Among the many attractive facets of Dr. King's living is that he was full of hope. His hope had a deep tap-root that weathered many a storm. This tap-root of hope was his two-fold belief in the presence of the divine in every human soul and in the moral universe that is always bending toward justice, truth, and "the right." That two-fold belief meant that he never let despair seduce him into giving up his hope. He was energized by an unconquerable belief that we can change.

Another believer in the divinity of the human soul, John O'Donohue, said, "If you cash out what it means to have a soul, it means that your identity is not equivalent to your biography." For Dr. King, the identity of each of us human beings is not equivalent to our biography of the evil trinity of racism, classism, and militarism. We can change.

And so, Dr. King said, "I have the audacity to believe that peoples everywhere can have three meals a day for their bodies, education and culture for their minds, and dignity, equality and freedom for their spirits. I believe that what self-centered people have torn down, people who are other-centered can build up."

All of this will not happen willy nilly of course. God uses our exertion to bend the arc. As Frederick Douglass told us, "Power concedes nothing without a demand." We have a responsibility to make those demands buoyed by the hope that we can avoid spiritual death and economic oppression as individuals and as a people.

Dr. King believed that all of us must evolve spiritually. He often noted that our souls must grow to keep pace with the advances in material, economic, and technological powers. Soul progress has not kept up with scientific progress. He lived his life dedicated to teaching us that "our moral and spiritual 'lag' must be redeemed. When scientific power outruns moral power, we end up with guided missiles and misguided men ['and women,' Dr. King would have added today]." (Where Do We Go From Here? Chaos or Community?, p. 183)

He believed that acts of mercy must be threshold to lives of justice, where compassion is radicalized. "We are called to play the Good Samaritan on life's roadside; but that will be only an initial act. One day the whole Jericho Road must be transformed so that men and women will not be beaten and robbed as they make their journey through life. True compassion is more than flinging a coin to a beggar; it understands that an edifice which produces beggars needs restructuring. (Ibid., p. 198)

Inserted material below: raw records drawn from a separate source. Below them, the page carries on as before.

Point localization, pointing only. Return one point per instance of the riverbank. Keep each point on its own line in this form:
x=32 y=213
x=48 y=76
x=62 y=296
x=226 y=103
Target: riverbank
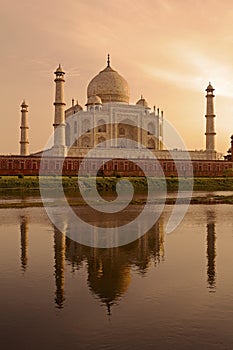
x=30 y=184
x=25 y=192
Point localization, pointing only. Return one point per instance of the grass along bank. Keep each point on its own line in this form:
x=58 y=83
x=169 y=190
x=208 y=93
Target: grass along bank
x=30 y=184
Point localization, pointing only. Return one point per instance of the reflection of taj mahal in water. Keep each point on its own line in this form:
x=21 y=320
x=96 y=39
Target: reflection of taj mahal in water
x=109 y=270
x=109 y=116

And so, on this first day after Martin Luther King, Jr. Day, 2014, let us recommit ourselves to Dr. King's agenda of both spiritual evolution and action. Let us develop spiritual practices that lead our consciences to be awakened, our souls mature, our spirituality oriented to justice, peace, and inclusion. Let us keep alive in our minds those greats who never gave up hope in the human soul, the morality of God's universe, and who believed that evil is not our true nature. Nelson Mandela said: "Like slavery and apartheid, poverty is not natural. It is human-made and it can be overcome and eradicated by the actions of human beings."

In my faith community we are adopting a two-fold strategy for living into Dr. King's dream, which we understand to be the dream of God, of Jesus, and of all prophets. We are learning about two things for spiritual maturation and effective action: we are learning more about mindfulness (some call it contemplation, meditation, prayer) as well as about economic justice. We are offering a variety of education and practical opportunities to grow in our practices of contemplation and we are reading as one parish Robert Reich's book, Beyond Outrage; What Has Gone Wrong With Our Economy and Our Democracy And How To Fix It.

Whatever we do, let us remember that it is Interconnectedness in Love that leads us. "The universe is so structured that things go awry if we are not diligent in our cultivation of the other-regarding dimension of life. 'I' cannot reach fulfillment without 'thou.' The self cannot be self without other selves.... all life is interrelated. The agony of the poor impoverishes the rich; the betterment of the poor enriches the rich. We are inevitably our brother's keeper because we are our brother's brother. Whatever affects one directly affects all indirectly." (Ibid., pp. 190-191)

Dr. King would have us make tangible his conviction that it is in Interconnectedness in Love that we discover that "our deepest sense of morality harmonizes with our self-interest."